Wall argued that the validity of Trump's order should be based on its text alone, while the American Civil Liberties Union says the president's comments show his animus toward Muslims. However, judges accelerated the process Monday by having the case heard by the full court - instead of just three judges it typically assigns to hear initial arguments.

"The order is completely unprecedented in our nation's history", Jadwat said.

"Is there anything other than willful blindness that would prevent us from getting behind those statements?" asked Judge Henry Floyd.

SIEGEL: So that's a sense of what you could glean from what the judges made of all this based on what they said in court today. The administration also maintained that the travel and refugee ban was necessary to fight terrorism.

But Judge Barbara Milano Keenan said that could mean a candidate for president could call for a Muslim ban every day for a year, enact a cleverly worded plan that accomplished that on his first day in office, and have courts ignore whether targeting Muslims was his real objective.

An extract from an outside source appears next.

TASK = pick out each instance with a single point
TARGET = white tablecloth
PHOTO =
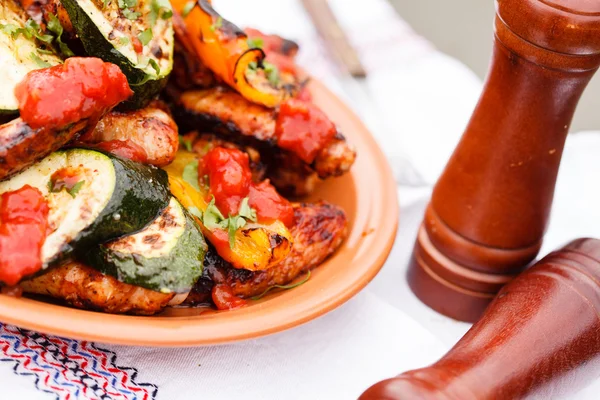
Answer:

The last, Chief Judge Roger Gregory, was a recess appointment made by President Bill Clinton.

The new ban excluded Iraq and dropped directives for preferential treatment for religious minorities seeking refugee status in the US. Since Trump has assumed office, however, he and his allies have tried to couch their desires in more religiously neutral language, as several federal judges who have reviewed the executive orders implementing Trump's euphemistically relabeled "extreme vetting" policy have remained unpersuaded. Federal judges stepped in to block the order, partly because it included legal permanent residents, who have rights under the U.S. Constitution.

Yates replied back in a snap: "Well, I was the attorney general of the United States".

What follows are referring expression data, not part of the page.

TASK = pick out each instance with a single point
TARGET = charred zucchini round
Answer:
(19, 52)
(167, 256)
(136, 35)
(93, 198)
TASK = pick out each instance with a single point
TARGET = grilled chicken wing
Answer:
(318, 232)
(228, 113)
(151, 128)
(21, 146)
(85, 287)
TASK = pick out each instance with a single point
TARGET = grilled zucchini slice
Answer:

Attorneys for the president likely see the moderate 4th Circuit as friendlier territory than the 9th Circuit, which conservatives have long accused of being too liberal.

The attorneys general of Washington and Minnesota, who sued to block Trump's order in February, even used the December 2015 statement as evidence that the travel ban is meant to target Muslims.

The Trump administration's challenge to Watson's ruling will be heard by the 9th Circuit Court of Appeals in Seattle next Monday. A source familiar with the case told CNN that Judge J. Harvie Wilkinson III - a Reagan appointee and one of the most highly respected judges on the court - recused himself from the case because Wall is his son-in-law as well as his former law clerk.